Xinhua : Certains médias occidentaux accusent le gouvernement chinois de "piller les matières premières" au Tibet. Est-ce la réalité ? Pourriez-vous nous expliquer en détail les liens économiques entre le Tibet et le gouvernement central de Chine ?
Jean-Paul Desimpelaere : Le Tibet est une "région autonome" en Chine. Son économie et ses finances le sont aussi. Toute chose qui est produite au Tibet profite au gouvernement local du Tibet, par exemple, à travers les taxes sur les industries et les commerces. Le gouvernement régional est impliqué dans tous les investissements au Tibet. Ce sont "leurs" sources de revenu. Bien que le budget régional connaisse un déficit énorme, 90 % pour l'instant est comblé par le gouvernement central de Chine. Pourquoi un déficit ? Parce que les paysans et les bergers ne paient pas de taxes du tout et qu'ils représentent plus que 80% de la population. Une deuxième raison, c'est que l'Etat central a décidé de donner beaucoup d'aide au développement du Tibet depuis une vingtaine d'années. Une aide qui se matérialise dans des grands projets d'infrastructure, d'énergie, de télécommunications, d'enseignement, de culture et j'en oublie. A propos des matières premières : A part le chrome, le cuivre et le fer, il y en a peu qui sont exploitées au Tibet. Il y a beaucoup de réserves de minerais, non-exploités jusqu'à maintenant. Mais de toute façon, une exploitation éventuelle dans le futur ne fera que profiter au Tibet, vu le statut d'autonomie régionale. Et en plus : le Tibet, c'est la Chine. Si une région à l'intérieur d'un pays possède des choses que le restant du pays peut utiliser, pourquoi pas ? Devrait-on interdire aux Chinois du Nord de manger du riz, parce que le riz vient du Sud ? Absurde.
Xinhua : Des médias occidentaux parlent aussi du génocide au Tibet, alors quelle est la réalité d'après ce que vous voyez personnellement au Tibet ?

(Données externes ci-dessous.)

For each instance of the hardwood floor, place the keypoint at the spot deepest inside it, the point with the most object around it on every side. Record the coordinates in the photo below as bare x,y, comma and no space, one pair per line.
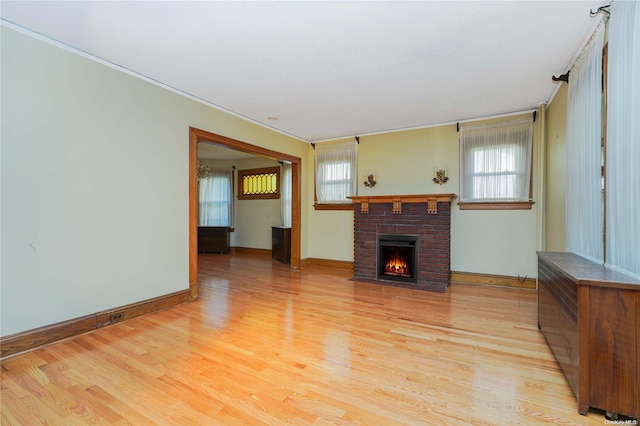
269,345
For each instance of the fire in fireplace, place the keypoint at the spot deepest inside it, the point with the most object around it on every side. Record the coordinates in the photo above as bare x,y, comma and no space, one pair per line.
397,258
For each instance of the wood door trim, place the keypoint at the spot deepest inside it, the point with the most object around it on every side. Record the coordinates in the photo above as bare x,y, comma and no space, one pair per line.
197,135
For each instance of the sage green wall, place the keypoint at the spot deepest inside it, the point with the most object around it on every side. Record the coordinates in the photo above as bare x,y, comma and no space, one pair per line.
94,186
556,180
490,242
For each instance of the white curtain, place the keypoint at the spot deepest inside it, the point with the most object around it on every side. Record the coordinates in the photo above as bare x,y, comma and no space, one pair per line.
623,138
336,172
584,200
215,200
285,194
496,161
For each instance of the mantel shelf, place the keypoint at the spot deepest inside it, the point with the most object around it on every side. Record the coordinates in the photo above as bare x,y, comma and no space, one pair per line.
432,201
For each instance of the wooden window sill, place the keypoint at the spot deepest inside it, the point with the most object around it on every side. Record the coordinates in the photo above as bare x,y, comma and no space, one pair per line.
345,206
497,205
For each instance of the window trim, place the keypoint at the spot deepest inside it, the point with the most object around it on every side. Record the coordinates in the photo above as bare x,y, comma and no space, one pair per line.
345,206
259,171
504,204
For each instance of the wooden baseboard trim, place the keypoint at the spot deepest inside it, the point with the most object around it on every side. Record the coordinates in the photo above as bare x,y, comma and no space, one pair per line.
249,250
340,264
33,339
497,280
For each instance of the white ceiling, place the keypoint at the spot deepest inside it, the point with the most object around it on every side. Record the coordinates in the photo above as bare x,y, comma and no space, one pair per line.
331,69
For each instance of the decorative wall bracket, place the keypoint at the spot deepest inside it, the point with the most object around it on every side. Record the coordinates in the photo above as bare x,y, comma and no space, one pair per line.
440,176
396,201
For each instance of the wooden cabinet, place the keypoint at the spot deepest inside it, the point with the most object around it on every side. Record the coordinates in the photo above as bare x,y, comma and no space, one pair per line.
213,239
590,317
281,243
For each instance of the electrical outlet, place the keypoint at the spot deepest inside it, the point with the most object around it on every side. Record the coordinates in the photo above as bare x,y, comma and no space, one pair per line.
116,317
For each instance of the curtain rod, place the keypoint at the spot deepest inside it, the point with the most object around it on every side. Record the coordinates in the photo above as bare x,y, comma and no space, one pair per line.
604,10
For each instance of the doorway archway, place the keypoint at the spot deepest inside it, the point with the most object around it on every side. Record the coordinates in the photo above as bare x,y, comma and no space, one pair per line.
196,136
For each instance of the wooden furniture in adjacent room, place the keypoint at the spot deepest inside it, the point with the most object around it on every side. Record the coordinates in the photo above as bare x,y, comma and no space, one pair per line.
590,316
213,239
281,243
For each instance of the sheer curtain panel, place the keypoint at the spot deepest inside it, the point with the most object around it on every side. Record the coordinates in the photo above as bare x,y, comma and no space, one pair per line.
336,170
496,161
215,200
285,194
585,207
623,138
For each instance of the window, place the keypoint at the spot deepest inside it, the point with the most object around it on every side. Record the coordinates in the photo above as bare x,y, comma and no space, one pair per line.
336,170
495,164
215,207
259,184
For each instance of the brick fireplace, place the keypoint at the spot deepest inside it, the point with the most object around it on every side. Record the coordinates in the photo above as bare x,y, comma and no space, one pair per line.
426,217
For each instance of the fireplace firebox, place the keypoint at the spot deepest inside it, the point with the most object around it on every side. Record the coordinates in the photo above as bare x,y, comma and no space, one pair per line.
397,260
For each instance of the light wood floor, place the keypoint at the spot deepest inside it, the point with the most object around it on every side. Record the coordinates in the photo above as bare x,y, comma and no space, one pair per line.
269,345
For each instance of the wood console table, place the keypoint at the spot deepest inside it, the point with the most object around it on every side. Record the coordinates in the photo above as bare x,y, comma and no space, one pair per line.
281,243
213,239
590,317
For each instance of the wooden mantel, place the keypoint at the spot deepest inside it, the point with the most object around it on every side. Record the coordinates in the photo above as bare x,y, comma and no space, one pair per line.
432,201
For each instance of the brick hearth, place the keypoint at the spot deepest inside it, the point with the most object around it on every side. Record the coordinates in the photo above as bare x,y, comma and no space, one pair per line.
405,215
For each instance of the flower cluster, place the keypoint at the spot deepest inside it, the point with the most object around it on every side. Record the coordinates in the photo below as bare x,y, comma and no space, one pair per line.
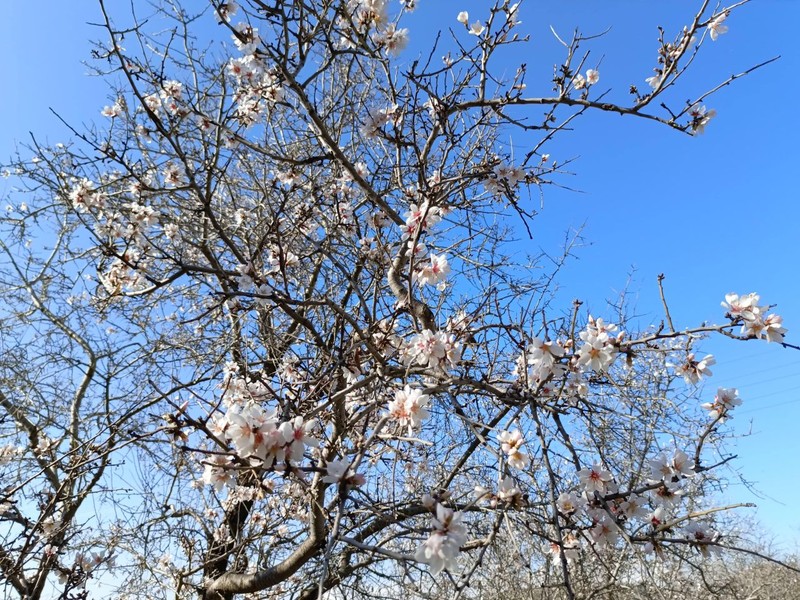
725,401
580,82
84,197
436,350
599,349
693,370
511,442
441,548
408,408
433,272
755,321
504,178
543,361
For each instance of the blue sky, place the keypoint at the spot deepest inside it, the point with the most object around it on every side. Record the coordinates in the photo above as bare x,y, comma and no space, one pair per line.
715,214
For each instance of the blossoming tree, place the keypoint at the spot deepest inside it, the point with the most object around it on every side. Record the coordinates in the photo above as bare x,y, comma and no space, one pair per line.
263,335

Jean-Paul Desimpelaere : Je ne vois pas où serait le génocide quand une population a triplé en 50 ans. Je sais que c'est une théorie qui circule en Occident : "1,2 million de morts au Tibet". Cette théorie a été répandue par les Tibétains "en exil " depuis les années 1970, avec le dalaï-lama et ses frères en tête. Des chercheurs internationaux et surtout la "pyramide des âges" de la population actuelle au Tibet montrent que c'est une grossière accusation non fondée. Confronté à cela, le dalaï-lama a changé un peu le ton et parle de "génocide culturel" au lieu de "génocide" tout court. Mais même là, je crois qu'il a tort. Ces dix, quinze dernières années il n'y a jamais eu autant d'attention en Chine pour la culture tibétaine. Des recherches, des livres, des films, des fêtes traditionnelles, etc.. Même au point qu'à Beijing et dans d'autre villes en Chine, c'est devenu une "mode bien vue" d'afficher ses liens avec la culture tibétaine. Pareil pour le tourisme intérieur en Chine : nombreux sont les Chinois des autres régions à vouloir découvrir de leurs propres yeux l'héritage culturel du Toit du Monde. Et n'oublions pas les nombreux projets "d'aide au développement" du Tibet, qui viennent d'entreprises ou de villes ailleurs en Chine.